Le Soi – das Selbst en allemand – est une notion que l’on pourrait assimiler au Dasein – « être là » – de Martin Heidegger. C’est l’état de pure conscience auquel l’individu peut s’identifier lorsque la conscience est simplement et entièrement consciente d’elle-même – un état qu’il n’est possible d’atteindre que lorsque l’on est suffisamment attentif et apaisé pour accepter de façon inconditionnelle tout ce qui est constaté dans l’instant présent. Vouée à l’étude de la névrose, la psychanalyse freudienne n’a pas exploré cette part absolument non névrotique de la psyché. Sigmund Freud réduisait la capacité d’acceptation inconditionnelle à un renforcement narcissique, une disposition du Surmoi dont la tâche ne se limitait pas seulement à contrôler le Moi pour éviter les débordement impulsifs du Ça, mais aussi, disait-il « à approvisionner en amour le Moi docile et méritant ». Carl Gustav Jung, riche de son ouverture sur l’anthropologie, la mythologie et l’étude comparative des religions, a proposé d’élargir la vision freudienne en y incluant le concept du Soi.

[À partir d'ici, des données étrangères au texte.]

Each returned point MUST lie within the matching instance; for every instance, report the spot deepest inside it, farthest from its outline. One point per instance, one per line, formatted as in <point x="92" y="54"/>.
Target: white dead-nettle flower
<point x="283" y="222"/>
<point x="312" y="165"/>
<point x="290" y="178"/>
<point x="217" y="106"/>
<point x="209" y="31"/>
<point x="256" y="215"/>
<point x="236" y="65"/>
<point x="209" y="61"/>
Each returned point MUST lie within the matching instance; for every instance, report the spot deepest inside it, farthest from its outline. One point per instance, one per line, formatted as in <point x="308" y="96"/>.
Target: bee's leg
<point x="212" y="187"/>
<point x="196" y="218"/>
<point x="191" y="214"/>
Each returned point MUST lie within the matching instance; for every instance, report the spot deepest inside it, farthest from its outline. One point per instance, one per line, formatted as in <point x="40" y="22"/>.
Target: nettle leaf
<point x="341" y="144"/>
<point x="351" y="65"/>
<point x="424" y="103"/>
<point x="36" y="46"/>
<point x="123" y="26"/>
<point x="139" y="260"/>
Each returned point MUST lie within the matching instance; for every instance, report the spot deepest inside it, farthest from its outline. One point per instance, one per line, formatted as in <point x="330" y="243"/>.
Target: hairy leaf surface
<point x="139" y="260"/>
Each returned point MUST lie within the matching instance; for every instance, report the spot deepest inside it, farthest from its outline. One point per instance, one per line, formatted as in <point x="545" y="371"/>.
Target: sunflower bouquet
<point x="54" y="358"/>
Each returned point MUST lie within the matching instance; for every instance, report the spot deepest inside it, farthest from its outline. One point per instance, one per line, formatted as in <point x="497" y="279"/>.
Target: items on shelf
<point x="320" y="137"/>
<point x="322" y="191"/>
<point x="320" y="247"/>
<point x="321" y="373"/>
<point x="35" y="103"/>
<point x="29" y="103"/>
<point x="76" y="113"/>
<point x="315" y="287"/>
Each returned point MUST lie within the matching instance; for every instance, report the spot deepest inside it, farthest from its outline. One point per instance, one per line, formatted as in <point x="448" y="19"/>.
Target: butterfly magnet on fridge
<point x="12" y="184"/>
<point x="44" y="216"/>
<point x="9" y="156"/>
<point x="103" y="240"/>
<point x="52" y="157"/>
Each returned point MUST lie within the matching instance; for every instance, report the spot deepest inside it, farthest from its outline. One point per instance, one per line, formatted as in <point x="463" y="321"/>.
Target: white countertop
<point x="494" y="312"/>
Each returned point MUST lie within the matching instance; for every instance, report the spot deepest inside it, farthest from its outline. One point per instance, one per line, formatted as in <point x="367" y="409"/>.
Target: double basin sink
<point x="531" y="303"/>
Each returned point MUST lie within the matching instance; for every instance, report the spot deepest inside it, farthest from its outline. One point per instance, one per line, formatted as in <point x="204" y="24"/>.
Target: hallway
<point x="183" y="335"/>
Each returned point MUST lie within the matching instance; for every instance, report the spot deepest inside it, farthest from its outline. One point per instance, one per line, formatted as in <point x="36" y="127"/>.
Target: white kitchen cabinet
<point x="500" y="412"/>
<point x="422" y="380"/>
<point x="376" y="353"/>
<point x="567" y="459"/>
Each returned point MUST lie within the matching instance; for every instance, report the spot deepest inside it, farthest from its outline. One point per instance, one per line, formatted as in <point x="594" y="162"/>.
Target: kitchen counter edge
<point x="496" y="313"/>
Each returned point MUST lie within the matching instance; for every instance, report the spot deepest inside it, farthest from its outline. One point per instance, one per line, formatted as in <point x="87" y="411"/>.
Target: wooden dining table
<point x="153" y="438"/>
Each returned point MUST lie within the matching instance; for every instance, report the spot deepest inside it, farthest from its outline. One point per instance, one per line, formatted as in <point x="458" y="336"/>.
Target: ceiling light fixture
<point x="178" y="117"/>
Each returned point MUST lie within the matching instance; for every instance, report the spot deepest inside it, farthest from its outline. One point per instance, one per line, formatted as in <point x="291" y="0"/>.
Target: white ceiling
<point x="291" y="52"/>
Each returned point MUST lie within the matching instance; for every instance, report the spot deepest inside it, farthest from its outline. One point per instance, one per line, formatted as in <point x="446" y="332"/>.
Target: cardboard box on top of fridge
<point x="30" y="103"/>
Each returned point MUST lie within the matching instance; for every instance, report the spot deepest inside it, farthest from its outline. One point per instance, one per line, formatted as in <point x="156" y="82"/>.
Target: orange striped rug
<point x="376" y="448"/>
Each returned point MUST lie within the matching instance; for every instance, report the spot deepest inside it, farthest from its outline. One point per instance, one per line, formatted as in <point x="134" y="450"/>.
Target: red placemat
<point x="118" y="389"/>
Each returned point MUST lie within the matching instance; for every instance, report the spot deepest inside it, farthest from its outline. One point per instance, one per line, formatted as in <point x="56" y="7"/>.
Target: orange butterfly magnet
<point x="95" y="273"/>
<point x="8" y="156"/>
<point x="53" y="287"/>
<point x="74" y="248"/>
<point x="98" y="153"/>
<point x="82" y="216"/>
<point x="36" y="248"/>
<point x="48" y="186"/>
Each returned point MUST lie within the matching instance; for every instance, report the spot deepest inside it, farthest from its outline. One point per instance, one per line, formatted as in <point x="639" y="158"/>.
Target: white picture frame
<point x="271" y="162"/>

Pour Jung, le Soi est à la fois le contenant et le centre psychique de l’être. Il est la source, le moteur et le but du processus d’individuation que chaque être humain devrait effectuer au cours de sa vie – un processus qu’il ne faut pas confondre avec celui de l’individualisation. L’individualisation permet à l’individu de prendre conscience de sa personnalité en tant que Moi. Ce processus est nécessaire dans un premier temps afin de construire un Ego sain, capable de s’adapter aux circonstances de la vie et de s’ancrer dans la réalité du monde extérieur. Néanmoins, si l’individualisation se poursuit indéfiniment et de façon exclusive, elle mène au narcissisme, à individualisme et à l’égoïsme. L’individuation, quant à elle, permet à l’individu de prendre conscience et d’accepter tout ce qu’il découvre en lui ; à ce moment seulement la personne qu’il croyait être devient un véritable individu (individuum en latin signifie « que l’on ne peut pas coupé, indivisible »).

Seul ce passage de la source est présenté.